A larger “strategic system”

The term has been has been on the rise in diplomatic and academic circles since the early 2010s, and appears to have been first used by Gurpreet Khurana, an Indian naval officer, in his paper (pdf) on India-Japan cooperation over ocean security. While no American president before Trump has used it, Hillary Clinton mixed it in her lexicon while she was secretary of state. “We understand how important the Indo-Pacific basin is to global trade and commerce,” she said in a 2010 speech in Honolulu, for example. She used it again in a 2011 op-ed in Foreign Policy.

“Indo-Pacific” in its geopolitical sense is relatively new to the world. The main theoretical reasoning behind a switch from “Asia-Pacific” is that it is no longer correct to think about South Asia and East Asia separately. While “Asia-Pacific” conventionally focuses on the area from North Korea to the southern tip of China, “Indo-Pacific” includes countries with coasts on the Indian Ocean, southeast Asia, and Australia, Indonesia, and New Zealand. At the heart of that area are two oceans: the Indian and Pacific. “Indo-Pacific” blurs the division between those bodies of water—in this sense the “Indo-” could mean more “Indian Ocean” and less “India.”
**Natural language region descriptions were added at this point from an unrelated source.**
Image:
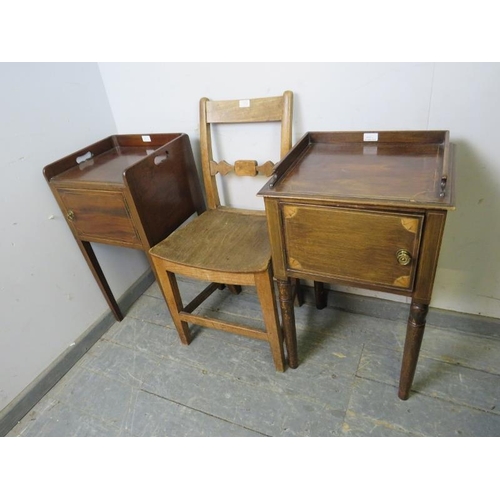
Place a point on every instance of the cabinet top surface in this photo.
(398, 170)
(104, 162)
(108, 167)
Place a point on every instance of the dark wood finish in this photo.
(288, 317)
(226, 245)
(364, 209)
(132, 191)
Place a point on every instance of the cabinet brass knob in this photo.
(403, 256)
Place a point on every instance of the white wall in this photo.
(48, 296)
(462, 98)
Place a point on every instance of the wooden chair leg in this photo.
(235, 289)
(265, 292)
(298, 292)
(320, 295)
(170, 290)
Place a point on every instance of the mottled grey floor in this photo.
(138, 380)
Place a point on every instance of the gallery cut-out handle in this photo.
(161, 158)
(87, 156)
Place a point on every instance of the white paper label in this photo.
(370, 136)
(369, 150)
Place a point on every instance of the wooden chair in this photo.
(226, 245)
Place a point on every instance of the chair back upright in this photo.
(265, 109)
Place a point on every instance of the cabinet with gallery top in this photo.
(364, 209)
(126, 190)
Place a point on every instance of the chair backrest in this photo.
(265, 109)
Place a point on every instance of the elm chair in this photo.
(224, 245)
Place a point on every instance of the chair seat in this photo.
(220, 240)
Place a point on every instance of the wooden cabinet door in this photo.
(352, 246)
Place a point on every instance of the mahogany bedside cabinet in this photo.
(365, 209)
(126, 190)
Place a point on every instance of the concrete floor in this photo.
(138, 380)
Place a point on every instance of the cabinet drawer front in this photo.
(357, 246)
(99, 215)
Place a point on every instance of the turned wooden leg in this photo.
(298, 293)
(414, 336)
(93, 263)
(320, 295)
(288, 317)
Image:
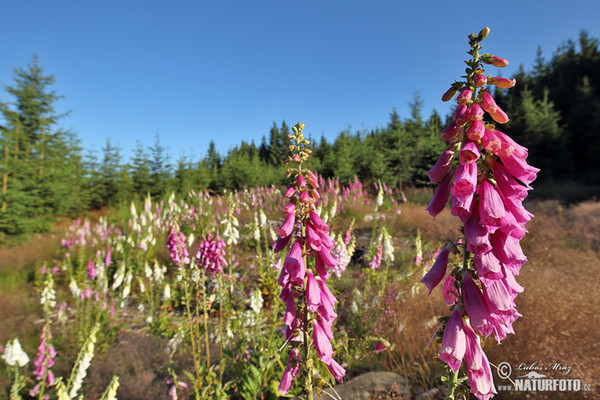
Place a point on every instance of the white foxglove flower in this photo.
(256, 301)
(14, 354)
(74, 288)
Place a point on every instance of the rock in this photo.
(372, 385)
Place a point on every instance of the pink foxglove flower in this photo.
(441, 196)
(437, 272)
(464, 96)
(479, 80)
(503, 83)
(454, 342)
(442, 166)
(491, 181)
(211, 255)
(314, 315)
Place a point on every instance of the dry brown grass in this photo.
(560, 301)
As China’s sphere of influence reaches west into Africa; the economies of India and southeast Asia continue to grow; and India develops its “look east” policy, the area touching these two oceans forms “a single strategic system,” Rory Medcalf, a professor at Australian National University and “Indo-Pacific” advocate, argues in The American Interest. In Shinzo Abe’s 2007 “Confluence of the Two Seas” speech to the Indian parliament, the Japanese president said the two oceans are undergoing a “dynamic coupling as seas of freedom and of prosperity” in a “broader Asia.” A few years later, in a 2013 defense white paper (pdf), the Australian government agreed, writing “A new Indo-Pacific strategic arc is beginning to emerge, connecting the Indian and Pacific Oceans through Southeast Asia.”

Emphasizing India

Another key difference, though, is that the term treats India as a regional power, and not just a big, isolated country. “We talk about Indo-Pacific in part because that phrase captures the importance of India’s rise,” an unnamed White House official explicitly told PTI, an Indian wire service, in Japan over the weekend.
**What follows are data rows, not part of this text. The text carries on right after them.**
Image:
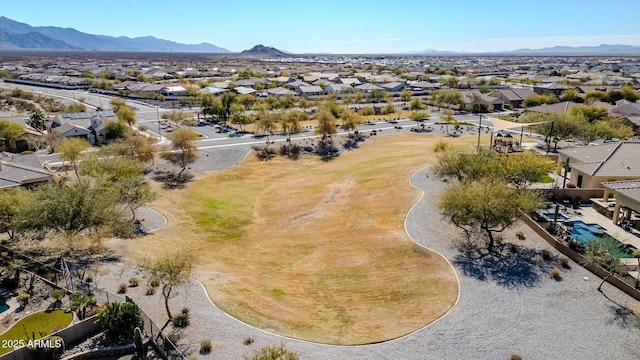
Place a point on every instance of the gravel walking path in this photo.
(505, 307)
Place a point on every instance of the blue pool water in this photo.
(3, 305)
(550, 216)
(582, 231)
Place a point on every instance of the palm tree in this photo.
(448, 118)
(290, 123)
(16, 265)
(326, 124)
(605, 254)
(636, 254)
(266, 122)
(351, 120)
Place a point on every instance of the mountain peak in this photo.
(264, 51)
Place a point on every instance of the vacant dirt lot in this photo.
(310, 249)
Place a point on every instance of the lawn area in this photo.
(33, 324)
(310, 249)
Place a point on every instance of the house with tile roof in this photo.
(593, 165)
(512, 97)
(21, 170)
(90, 126)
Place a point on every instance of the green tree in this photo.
(81, 304)
(36, 120)
(266, 122)
(10, 131)
(115, 130)
(326, 124)
(536, 100)
(17, 265)
(135, 146)
(75, 107)
(526, 168)
(488, 205)
(606, 254)
(612, 128)
(71, 149)
(126, 114)
(80, 208)
(629, 93)
(468, 166)
(416, 105)
(272, 353)
(405, 95)
(183, 144)
(238, 115)
(569, 95)
(589, 112)
(182, 118)
(449, 119)
(595, 95)
(11, 200)
(419, 117)
(134, 192)
(119, 319)
(376, 95)
(448, 97)
(351, 120)
(291, 123)
(171, 270)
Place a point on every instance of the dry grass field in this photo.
(310, 249)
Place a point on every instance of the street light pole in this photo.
(158, 114)
(479, 129)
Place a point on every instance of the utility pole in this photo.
(479, 129)
(158, 114)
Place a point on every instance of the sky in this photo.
(347, 26)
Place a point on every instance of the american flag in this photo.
(65, 272)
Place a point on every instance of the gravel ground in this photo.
(505, 307)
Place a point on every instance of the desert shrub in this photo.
(564, 262)
(292, 151)
(174, 337)
(58, 294)
(366, 111)
(122, 288)
(205, 346)
(442, 146)
(181, 321)
(23, 299)
(273, 353)
(48, 352)
(119, 318)
(264, 153)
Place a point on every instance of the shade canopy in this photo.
(499, 124)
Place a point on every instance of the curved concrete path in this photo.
(513, 309)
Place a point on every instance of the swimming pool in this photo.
(582, 231)
(3, 305)
(550, 217)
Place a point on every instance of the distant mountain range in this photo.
(265, 51)
(16, 35)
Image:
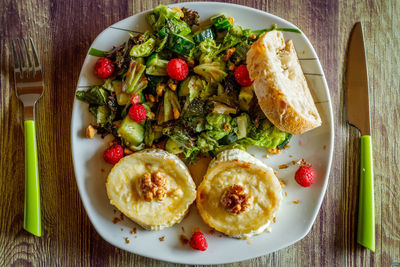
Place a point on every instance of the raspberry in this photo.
(304, 176)
(198, 241)
(177, 69)
(242, 76)
(113, 154)
(137, 113)
(135, 99)
(104, 68)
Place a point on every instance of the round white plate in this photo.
(293, 221)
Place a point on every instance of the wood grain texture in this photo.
(63, 31)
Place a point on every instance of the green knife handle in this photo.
(366, 215)
(32, 217)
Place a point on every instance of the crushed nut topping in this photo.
(234, 199)
(160, 89)
(153, 185)
(91, 131)
(176, 113)
(229, 53)
(172, 85)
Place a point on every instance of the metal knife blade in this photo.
(357, 101)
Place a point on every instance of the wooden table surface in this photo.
(63, 31)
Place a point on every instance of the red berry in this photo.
(304, 176)
(135, 99)
(242, 76)
(104, 68)
(177, 69)
(137, 113)
(198, 241)
(113, 154)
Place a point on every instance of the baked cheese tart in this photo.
(239, 194)
(152, 187)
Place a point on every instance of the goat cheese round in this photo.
(239, 194)
(152, 187)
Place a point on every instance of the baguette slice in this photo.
(280, 85)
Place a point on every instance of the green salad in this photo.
(205, 111)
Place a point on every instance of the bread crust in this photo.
(278, 103)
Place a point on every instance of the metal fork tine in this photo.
(28, 56)
(35, 56)
(21, 57)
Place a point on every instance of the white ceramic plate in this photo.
(293, 221)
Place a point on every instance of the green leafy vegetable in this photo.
(94, 95)
(166, 108)
(180, 44)
(213, 72)
(134, 81)
(220, 22)
(191, 17)
(156, 66)
(143, 50)
(209, 50)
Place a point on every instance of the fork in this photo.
(29, 88)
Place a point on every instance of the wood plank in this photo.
(63, 32)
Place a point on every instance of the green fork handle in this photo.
(366, 215)
(32, 217)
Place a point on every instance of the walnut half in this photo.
(234, 199)
(153, 186)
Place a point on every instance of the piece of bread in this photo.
(280, 85)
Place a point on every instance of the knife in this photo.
(357, 109)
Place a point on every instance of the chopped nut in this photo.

Then there is China. That same White House official also said that the new term is “certainly not” meant to contain China. But for an administration run by Donald Trump—who loves to insult people—it is hard to ignore the possibility that a subtle jab at China might be at least part of the motivation behind the decision. By emphasizing India, “Indo-Pacific” makes China seem relatively less important. In the “Asia-Pacific,” on the other hand, China was clearly the most important actor.

The Chinese media and leadership alike pay a lot of attention to fine details like this. The People’s Daily, the Chinese Communist Party’s mouthpiece, ran a detailed analysis (link in Chinese) with the headline “Don’t say ‘Asia-Pacific,’ say ‘Indo-Pacific’: What Trump is suggesting ahead of his visit to China.” It asks various experts to interpret the shift in terminology. Many gave straightforward answers about the merging of the two oceans, but Chen Yinuo, an “experienced international news journalist,” said that “the core of this concept is simply to weaken China’s influence in the ‘Asia-Pacific'” and to “contain” China’s capabilities at sea.

The Trump administration has not given any explanation for this shift in language, so it remains to be seen whether “Indo-Pacific” suggests any practical difference in Asia policy. (A White House representative promised that Trump would clarify the change at the end of his trip.) One thing that is clear, though, the term doesn’t really offer any new solutions for the biggest question facing Trump’s Asia policy: North Korea.